I think she hates herself.


----------



## CallingDrLove (9 mo ago)

2&out said:


> I kind of like this chick. Just a reminder - there are guys around, especially after 45yr ones, (which have been complained about on this site multiple times) that are very similar, the same, to how she sounds. They have no interest in marriage or the work to maintain what so many here seem to think is SOOO important... (LOL) a long term "only us" intimate "relationship". Someone to have fun with and f*ck even for only one or a couple times, or a few months, whatever, is all they want and need to be happy and feel fulfilled. Eff the rest of the crap - who needs it !
> 
> So most here, go ahead and say you think they are "bad" people. Makes me laugh as I read here and see them b*tching and moaning how the world and everyone in it who doesn't agree with them sucks and is destined for doom and gloom. This site is flooded with it. Like Billy Joel said -- some of us like to laugh with the sinners instead of crying with the saints.


The difference is a lot of those guys going through a midlife crisis still have an emotional attachment for their wife. She comes across as a sociopath who mocks her husbands normal human emotions and says she doesn’t think love is real or normal.


----------



## CallingDrLove (9 mo ago)

Something about this reminds me of the Suzy Favor-Hamilton story. She was an Olympic level distance runner who got outed as working as a high class call girl in Las Vegas.

You can go get plowed by all the strange men you want. I’m not trying to talk you out of it. Hell, maybe the porn route or escort work might be right up your alley. What I can’t get past though is the description of your emotions. I’m betting you are likely on some psychiatric medications, likely an SSRI.


----------



## TexasMom1216 (Nov 3, 2021)

2&out said:


> I kind of like this chick. *Just a reminder - there are guys around, especially after 45yr ones, (which have been complained about on this site multiple times) that are very similar, the same, to how she sounds. They have no interest in marriage or the work to maintain what so many here seem to think is SOOO important... (LOL) a long term "only us" intimate "relationship". Someone to have fun with and f*ck even for only one or a couple times, or a few months, whatever, is all they want and need to be happy and feel fulfilled. Eff the rest of the crap - who needs it !*


This is actually a good point. I also find it interesting that no one on this thread has said one single thing about "I wonder if the husband has let himself go." Recently we had a thread where the man told the wife he didn't love her and was a jerk to her for 5 years and now she wants to see other people and there were posts about "well he was probably only mean to her because she let herself go," like she deserved his bad treatment. None of that here. DEFINITE double standard, but when I point that out, it makes me a "man-hater" who "hates all men who don't defend everything a woman does." 🙄 🤣


----------



## TexasMom1216 (Nov 3, 2021)

TXTrini said:


> Do you feel worthless? Is this all a *** fit because you can't identify your feelings? It sounds like you don't know who you are, or what you want from life.

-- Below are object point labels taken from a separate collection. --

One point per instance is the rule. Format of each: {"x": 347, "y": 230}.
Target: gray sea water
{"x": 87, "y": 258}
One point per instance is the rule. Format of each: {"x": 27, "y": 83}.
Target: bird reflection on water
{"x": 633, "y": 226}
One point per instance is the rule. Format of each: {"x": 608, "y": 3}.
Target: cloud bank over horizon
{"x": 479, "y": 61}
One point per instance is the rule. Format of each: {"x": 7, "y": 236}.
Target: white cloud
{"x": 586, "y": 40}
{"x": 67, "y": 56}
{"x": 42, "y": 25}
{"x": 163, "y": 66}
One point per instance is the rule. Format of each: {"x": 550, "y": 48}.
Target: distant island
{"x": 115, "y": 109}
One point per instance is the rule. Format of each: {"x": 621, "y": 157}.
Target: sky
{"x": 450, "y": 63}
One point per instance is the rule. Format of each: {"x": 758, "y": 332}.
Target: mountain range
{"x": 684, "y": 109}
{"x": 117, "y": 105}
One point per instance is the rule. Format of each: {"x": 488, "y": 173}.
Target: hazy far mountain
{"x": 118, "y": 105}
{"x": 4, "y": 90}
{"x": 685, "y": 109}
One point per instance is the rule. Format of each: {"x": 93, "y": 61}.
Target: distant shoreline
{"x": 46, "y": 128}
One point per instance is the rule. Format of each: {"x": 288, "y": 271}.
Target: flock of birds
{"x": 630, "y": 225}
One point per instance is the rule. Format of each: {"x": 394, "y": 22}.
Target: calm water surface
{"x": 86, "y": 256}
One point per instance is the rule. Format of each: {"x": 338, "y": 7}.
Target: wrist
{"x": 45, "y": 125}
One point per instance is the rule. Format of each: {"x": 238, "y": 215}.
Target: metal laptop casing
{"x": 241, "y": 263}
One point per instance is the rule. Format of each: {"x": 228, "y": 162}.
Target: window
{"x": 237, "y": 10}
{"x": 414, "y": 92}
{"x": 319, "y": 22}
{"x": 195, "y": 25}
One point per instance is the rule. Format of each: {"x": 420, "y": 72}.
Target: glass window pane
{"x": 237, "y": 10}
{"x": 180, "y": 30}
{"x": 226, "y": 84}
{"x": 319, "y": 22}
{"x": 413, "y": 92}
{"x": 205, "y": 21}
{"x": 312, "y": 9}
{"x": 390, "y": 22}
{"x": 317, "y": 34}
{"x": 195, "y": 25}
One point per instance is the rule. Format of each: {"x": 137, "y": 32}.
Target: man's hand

Her whole schtick sounds very midlife crisis-y. She's unhappy and is blaming everyone else for her choices.


----------



## Lovingwife71 (Mar 28, 2018)

2&out said:


> I kind of like this chick. Just a reminder - there are guys around, especially after 45yr ones, (which have been complained about on this site multiple times) that are very similar, the same, to how she sounds. They have no interest in marriage or the work to maintain what so many here seem to think is SOOO important... (LOL) a long term "only us" intimate "relationship". Someone to have fun with and f*ck even for only one or a couple times, or a few months, whatever, is all they want and need to be happy and feel fulfilled. Eff the rest of the crap - who needs it !
> 
> So most here, go ahead and say you think they are "bad" people. Makes me laugh as I read here and see them b*tching and moaning how the world and everyone in it who doesn't agree with them sucks and is stupid and is destined for doom and gloom. This site is flooded with it. Like Billy Joel said -- some of us like to laugh with the sinners instead of crying with the saints.


There's nothing wrong with WHAT she wants. She can go f**k EVERYONE for all anyone cares. The point is, she's telling her husband who doesn't want it, "this is the way it's going to be, it's not negotiable." THAT'S the problem. You don't do that to a spouse. An open marriage is a mutually agreed upon arrangement, not something one person dictates to the other. It's a problem if a man does it to a woman or vise versa. If he doesn't want it and she does, they should part ways. If I were him, I'd dump her sleazy @$$. But that's me.


----------



## Not (Jun 12, 2017)

Something I keep coming back to in my own thoughts in regards to OP is she comes off as if she believes she's all that and will be all that in the bedroom and there just isn't any evidence of that so far lol! Kind of an important point if she's complaining about the bad sex lol!


----------



## SunCMars (Feb 29, 2016)

Lady...

I give you credit for having balls.

They must be ponderous, this, taking from your posts.

They may not be visible, but Lord, they sure are full of oats.

Do as you may, it is your life, in seeking that splendor, or your life to squander.


I have no advice, nor any cares. 
I have no dog in the fight, nor any dik in the dealing.


----------



## CallingDrLove (9 mo ago)

She also has an idea in her head of what a good sex life is. I wonder where that’s coming from. Is it porn, erotica, Hollywood movies, television, sex self help books, talking with friends? I’m not saying consuming any of those are necessarily bad but the reality may not be what she has fantasized.


----------



## Not (Jun 12, 2017)

CallingDrLove said:


> She also has an idea in her head of what a good sex life is. I wonder where that’s coming from. Is it porn, erotica, Hollywood movies, television, sex self help books, talking with friends? I’m not saying consuming any of those are necessarily bad but the reality may not be what she has fantasized.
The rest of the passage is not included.